OTP, deployability.

Russ Allbery rra at stanford.edu
Thu Jun 16 13:58:09 EDT 2011


"Roland C. Dowdeswell" <elric at imrryr.org> writes:

> 	5.  3rd party vendor code frequently expects to do a PLAIN
> 	    auth against LDAP to validate user passwds.  Maybe some
> 	    internally developed software simply queries LDAP.

I'll second this.  We have this problem with our VPN infrastructure and
were already starting to think about how we could hack around the
limitation to use OTP.  (The evil plan we currently have was to put up a
new LDAP server for the VPN authentications that uses back_ldap and a
custom saslauthd to take apart the password into a password and OTP
component and assemble the authentication separately, then package it back
to the VPN infrastructure as if it were a password bind.)
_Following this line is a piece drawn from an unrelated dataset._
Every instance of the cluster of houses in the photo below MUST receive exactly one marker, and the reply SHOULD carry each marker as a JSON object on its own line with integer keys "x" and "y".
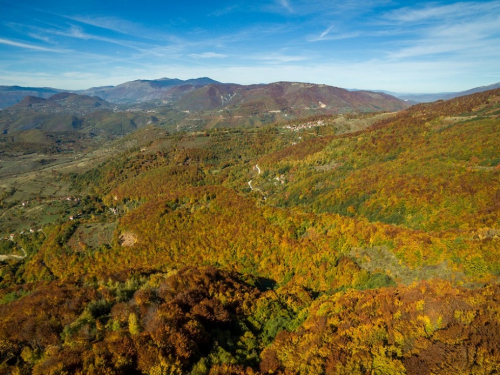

> 	6.  web browsers on iPhones, iPads, blackberries, etc. can't
> 	    do Kerberos and likely connect to one or more systems that
> 	    are likely to have the assumption that user+pass is the
> 	    structure of authentication.

Client-side certificates tied to a principal that isn't the user's basic
principal but instead is a principal scoped to that device that can be
separately revoked seem to be the way to go here.  The user really wants
to just authenticate their phone, not themselves using their phone, for
most things the user does (even if they don't realize that).

That still leaves open the problem that, as you say, applications expect a
username-password, but I wonder if you couldn't use the certificate on the
phone and another app to generate the password that the application can
use and then cut and paste it into the application.